Mea Culpa


A superioridade prática das grandes religiões cristãs estava em doirarem a pílula. Não procuravam atordoar, não andavam à cata de eleitores, não sentiam a necessidade de agradar, não precisavam de dar ao rabo. Iam buscar o Homem ao berço e impingiam-lhe a verdade sem mais cerimónias. Cantavam-lha bem cantada e sem subterfúgios: "Tu putrículo informe e insignificante, tu nunca passarás de imundície... És só merda de nascença... Estás a perceber?... É mais do que evidente, é o princípio de tudo! Mas... se calhar... se calhar... se calhar... vendo a coisa mais de perto... pode ser que tenhas uma oportunidade de te perdoarem por seres assim imundo, excremencial, incrível... É mostrares boa cara a todas as penas, provações, misérias e tormentos da tua existência breve ou longa. Em perfeita humildade... A vida, a velhaca, não é mais do que uma prova rude! Não te esfalfes! Não andes à procura de grandes trabalheiras! Salva a tua alma, já não é mau de todo! Talvez lá no fim do calvário, se fores extremamente cumpridor, herói do "cala o bico", venhas a espichar dentro dos princípios... Mas não é certo... um pelinho menos pútrido ao dar o berro do que ao nascer... quando caíres na noite mais respirável do que na aurora... Mas deixa-te de ideias! É tudo!... Cautelinha! Não especules com grandes coisas! Para um cagalhão, isso é o máximo!..."
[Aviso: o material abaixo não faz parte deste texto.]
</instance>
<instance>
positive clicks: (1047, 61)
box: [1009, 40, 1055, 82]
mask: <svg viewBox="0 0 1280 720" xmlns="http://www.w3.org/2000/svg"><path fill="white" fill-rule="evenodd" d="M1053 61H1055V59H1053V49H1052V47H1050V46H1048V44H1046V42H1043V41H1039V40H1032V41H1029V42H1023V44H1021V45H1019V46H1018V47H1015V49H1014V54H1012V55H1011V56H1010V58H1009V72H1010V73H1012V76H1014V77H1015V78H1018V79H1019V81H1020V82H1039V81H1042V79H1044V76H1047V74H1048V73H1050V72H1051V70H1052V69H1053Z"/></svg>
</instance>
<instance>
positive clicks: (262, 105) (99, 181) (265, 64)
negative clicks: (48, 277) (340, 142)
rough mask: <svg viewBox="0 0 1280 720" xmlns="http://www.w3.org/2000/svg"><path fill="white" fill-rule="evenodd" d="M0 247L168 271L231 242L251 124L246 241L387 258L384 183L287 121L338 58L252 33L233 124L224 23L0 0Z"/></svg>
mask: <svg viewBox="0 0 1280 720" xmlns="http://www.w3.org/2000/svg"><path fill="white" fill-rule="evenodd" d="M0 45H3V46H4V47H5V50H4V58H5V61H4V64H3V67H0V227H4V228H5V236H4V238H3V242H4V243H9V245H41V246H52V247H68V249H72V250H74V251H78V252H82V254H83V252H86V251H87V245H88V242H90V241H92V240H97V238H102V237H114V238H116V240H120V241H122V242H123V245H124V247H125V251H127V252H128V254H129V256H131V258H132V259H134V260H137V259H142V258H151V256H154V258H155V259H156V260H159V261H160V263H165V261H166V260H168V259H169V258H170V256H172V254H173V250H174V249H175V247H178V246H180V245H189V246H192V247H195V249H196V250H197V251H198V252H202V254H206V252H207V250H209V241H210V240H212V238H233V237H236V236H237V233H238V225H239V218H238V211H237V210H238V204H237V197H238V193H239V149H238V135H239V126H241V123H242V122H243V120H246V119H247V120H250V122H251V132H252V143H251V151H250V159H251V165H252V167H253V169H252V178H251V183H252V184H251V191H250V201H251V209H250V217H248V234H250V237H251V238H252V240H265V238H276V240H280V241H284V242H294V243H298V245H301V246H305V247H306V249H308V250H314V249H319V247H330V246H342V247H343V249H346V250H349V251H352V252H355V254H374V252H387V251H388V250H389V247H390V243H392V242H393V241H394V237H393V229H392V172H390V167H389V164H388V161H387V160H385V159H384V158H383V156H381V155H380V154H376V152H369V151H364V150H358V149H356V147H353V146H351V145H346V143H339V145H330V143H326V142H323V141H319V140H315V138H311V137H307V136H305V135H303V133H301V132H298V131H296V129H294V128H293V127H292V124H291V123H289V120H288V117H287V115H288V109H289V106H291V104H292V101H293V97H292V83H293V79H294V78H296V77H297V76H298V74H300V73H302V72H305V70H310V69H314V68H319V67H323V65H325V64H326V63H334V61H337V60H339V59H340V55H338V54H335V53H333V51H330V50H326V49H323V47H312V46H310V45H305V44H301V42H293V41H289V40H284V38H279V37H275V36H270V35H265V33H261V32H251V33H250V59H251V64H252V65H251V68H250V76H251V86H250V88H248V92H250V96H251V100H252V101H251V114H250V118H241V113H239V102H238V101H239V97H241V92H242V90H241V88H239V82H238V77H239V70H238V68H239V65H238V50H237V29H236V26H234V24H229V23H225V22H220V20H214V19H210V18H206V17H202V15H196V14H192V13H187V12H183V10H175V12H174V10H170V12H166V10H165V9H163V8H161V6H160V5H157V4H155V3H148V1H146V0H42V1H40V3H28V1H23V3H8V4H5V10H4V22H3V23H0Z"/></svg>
Isto sim! é que é conversa a sério! dos verdadeiros Padres da Igreja! Que entendiam da poda! Que não alimentavam ilusões!
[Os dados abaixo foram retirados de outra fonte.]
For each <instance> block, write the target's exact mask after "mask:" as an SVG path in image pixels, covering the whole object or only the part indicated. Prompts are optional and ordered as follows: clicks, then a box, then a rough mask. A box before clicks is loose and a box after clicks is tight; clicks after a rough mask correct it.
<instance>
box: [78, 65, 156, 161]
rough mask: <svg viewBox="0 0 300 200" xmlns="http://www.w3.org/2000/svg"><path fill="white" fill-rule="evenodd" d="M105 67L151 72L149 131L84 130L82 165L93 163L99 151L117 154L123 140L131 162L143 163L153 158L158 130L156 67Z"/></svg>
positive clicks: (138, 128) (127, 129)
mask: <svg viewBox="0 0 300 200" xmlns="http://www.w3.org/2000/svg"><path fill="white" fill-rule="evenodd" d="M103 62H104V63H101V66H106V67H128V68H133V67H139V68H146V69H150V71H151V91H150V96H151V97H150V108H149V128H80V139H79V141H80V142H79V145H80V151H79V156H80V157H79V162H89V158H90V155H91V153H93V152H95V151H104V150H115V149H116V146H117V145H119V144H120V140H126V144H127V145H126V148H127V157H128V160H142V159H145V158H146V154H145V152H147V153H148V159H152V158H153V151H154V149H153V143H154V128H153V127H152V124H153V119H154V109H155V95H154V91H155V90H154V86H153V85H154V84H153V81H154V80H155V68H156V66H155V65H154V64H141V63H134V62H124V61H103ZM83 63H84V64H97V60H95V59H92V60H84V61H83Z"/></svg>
A grande pretensão à felicidade, não há impostura maior! É ela que complica a vida toda! Que torna a gente tão peçonhenta, crapulosa, intragável. Na existência não há felicidade, há só infelicidades mais ou menos grandes, mais ou menos tardias, ruidosas, secretas, diferidas, dissimuladas…

Louis-Ferdinand Céline in «Mea Culpa».